Helen Wills Neuroscience Institute, University of California, Berkeley, Berkeley, CA 94720, USA.
Helen Wills Neuroscience Institute, University of California, Berkeley, Berkeley, CA 94720, USA; Department of Psychology, University of California, Berkeley, Berkeley, CA 94720, USA.
Neuron. 2019 Jan 2;101(1):178-192.e7. doi: 10.1016/j.neuron.2018.11.004. Epub 2018 Nov 26.
It has been argued that scene-selective areas in the human brain represent both the 3D structure of the local visual environment and low-level 2D features (such as spatial frequency) that provide cues for 3D structure. To evaluate the degree to which each of these hypotheses explains variance in scene-selective areas, we develop an encoding model of 3D scene structure and test it against a model of low-level 2D features. We fit the models to fMRI data recorded while subjects viewed visual scenes. The fit models reveal that scene-selective areas represent the distance to and orientation of large surfaces, at least partly independent of low-level features. Principal component analysis of the model weights reveals that the most important dimensions of 3D structure are distance and openness. Finally, reconstructions of the stimuli based on the model weights demonstrate that our model captures unprecedented detail about the local visual environment from scene-selective areas.

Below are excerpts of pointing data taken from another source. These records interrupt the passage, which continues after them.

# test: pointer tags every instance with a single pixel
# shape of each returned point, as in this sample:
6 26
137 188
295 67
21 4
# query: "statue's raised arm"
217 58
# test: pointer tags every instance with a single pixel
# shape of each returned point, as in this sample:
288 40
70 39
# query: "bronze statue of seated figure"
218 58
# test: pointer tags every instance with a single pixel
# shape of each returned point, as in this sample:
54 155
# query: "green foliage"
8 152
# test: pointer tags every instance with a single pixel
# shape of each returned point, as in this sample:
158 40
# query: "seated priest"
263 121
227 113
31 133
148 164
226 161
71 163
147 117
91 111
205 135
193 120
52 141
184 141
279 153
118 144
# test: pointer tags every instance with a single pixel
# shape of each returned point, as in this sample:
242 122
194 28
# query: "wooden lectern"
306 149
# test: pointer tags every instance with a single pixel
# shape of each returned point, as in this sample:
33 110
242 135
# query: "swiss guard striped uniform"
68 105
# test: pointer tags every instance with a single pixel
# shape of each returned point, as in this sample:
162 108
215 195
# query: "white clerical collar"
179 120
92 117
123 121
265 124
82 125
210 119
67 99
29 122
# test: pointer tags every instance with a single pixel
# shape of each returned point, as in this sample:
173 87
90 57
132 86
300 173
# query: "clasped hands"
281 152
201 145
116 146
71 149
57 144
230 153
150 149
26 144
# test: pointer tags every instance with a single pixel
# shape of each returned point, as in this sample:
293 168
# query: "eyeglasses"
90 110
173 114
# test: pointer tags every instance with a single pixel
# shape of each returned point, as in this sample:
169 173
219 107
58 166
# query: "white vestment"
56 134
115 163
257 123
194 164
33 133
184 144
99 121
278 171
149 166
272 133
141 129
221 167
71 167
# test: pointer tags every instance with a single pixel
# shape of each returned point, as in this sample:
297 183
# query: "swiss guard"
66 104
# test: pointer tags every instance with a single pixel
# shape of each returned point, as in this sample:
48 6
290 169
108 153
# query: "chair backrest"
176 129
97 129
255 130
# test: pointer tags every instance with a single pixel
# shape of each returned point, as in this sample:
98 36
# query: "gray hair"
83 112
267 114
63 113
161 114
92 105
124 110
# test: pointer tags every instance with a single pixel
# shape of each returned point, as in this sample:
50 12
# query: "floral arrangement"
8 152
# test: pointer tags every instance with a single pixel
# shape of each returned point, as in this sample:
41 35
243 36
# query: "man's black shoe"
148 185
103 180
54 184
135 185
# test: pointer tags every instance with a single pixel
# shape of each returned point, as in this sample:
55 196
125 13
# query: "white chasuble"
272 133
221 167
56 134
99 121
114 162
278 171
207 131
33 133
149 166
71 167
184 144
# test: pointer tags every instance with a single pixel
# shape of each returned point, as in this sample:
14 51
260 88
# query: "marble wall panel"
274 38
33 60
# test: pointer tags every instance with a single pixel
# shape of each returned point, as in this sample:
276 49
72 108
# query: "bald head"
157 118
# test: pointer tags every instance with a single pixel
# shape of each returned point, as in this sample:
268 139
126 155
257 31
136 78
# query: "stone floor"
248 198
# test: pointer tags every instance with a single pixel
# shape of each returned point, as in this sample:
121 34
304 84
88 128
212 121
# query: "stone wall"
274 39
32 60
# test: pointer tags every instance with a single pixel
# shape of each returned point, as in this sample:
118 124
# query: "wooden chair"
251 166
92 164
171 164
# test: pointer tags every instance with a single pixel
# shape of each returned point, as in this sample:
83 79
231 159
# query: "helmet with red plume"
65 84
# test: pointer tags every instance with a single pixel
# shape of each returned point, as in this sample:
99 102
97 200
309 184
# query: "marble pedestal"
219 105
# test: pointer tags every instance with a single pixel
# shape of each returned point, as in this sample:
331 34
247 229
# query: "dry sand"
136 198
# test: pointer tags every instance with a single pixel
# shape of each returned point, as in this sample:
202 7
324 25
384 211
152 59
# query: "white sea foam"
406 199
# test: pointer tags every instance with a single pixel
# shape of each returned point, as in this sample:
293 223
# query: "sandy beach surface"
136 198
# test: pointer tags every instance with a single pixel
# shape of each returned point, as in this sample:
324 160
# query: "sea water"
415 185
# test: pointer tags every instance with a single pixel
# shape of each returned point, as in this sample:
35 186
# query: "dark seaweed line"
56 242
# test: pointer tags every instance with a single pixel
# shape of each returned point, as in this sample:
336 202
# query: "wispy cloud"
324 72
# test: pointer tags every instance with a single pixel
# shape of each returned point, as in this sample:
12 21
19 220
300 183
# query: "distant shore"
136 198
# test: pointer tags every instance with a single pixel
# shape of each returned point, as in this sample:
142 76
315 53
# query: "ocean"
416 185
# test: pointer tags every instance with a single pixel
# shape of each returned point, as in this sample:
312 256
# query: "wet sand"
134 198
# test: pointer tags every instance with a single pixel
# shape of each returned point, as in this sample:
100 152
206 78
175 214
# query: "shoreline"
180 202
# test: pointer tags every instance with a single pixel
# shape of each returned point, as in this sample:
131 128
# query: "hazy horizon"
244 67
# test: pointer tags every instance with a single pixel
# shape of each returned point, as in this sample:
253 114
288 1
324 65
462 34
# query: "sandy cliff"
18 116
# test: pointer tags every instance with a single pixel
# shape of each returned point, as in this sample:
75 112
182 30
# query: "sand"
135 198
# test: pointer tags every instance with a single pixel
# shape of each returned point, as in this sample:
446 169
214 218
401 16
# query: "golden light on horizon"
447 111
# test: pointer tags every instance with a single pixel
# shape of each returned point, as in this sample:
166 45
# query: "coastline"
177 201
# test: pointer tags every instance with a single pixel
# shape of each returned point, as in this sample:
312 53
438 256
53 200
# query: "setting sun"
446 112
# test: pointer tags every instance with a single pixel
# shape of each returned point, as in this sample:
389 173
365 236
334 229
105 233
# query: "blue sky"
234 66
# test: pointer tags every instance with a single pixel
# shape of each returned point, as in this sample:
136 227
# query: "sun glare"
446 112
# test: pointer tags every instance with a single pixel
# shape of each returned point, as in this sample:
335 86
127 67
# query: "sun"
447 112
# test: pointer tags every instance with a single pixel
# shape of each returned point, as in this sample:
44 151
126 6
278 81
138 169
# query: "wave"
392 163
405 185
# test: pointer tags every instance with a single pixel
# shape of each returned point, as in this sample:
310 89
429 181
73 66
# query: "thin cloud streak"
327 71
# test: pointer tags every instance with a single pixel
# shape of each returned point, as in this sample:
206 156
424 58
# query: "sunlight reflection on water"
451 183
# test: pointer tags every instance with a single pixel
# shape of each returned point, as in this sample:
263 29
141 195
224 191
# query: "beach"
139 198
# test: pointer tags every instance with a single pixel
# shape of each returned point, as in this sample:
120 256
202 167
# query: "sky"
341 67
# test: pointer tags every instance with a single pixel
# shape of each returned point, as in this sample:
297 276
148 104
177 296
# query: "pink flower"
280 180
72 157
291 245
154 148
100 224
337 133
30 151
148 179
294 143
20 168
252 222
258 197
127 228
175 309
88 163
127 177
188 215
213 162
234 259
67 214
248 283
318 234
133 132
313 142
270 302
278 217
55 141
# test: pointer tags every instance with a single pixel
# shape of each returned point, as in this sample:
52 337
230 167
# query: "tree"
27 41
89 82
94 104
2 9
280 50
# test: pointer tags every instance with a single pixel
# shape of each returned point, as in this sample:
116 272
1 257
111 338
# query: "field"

有人认为,人类大脑中的场景选择性区域既代表了局部视觉环境的 3D 结构,也代表了提供 3D 结构线索的低水平 2D 特征(如空间频率)。为了评估这两种假设在多大程度上解释了场景选择性区域的变化,我们开发了一种 3D 场景结构的编码模型,并将其与低水平 2D 特征模型进行了对比。我们根据受试者观看视觉场景时记录的 fMRI 数据来拟合模型。拟合模型表明,场景选择性区域至少部分独立于低水平特征来表示大表面的距离和方向。对模型权重的主成分分析表明,3D 结构最重要的维度是距离和开放性。最后,基于模型权重的刺激重建表明,我们的模型从场景选择性区域中捕获了关于局部视觉环境的前所未有的细节。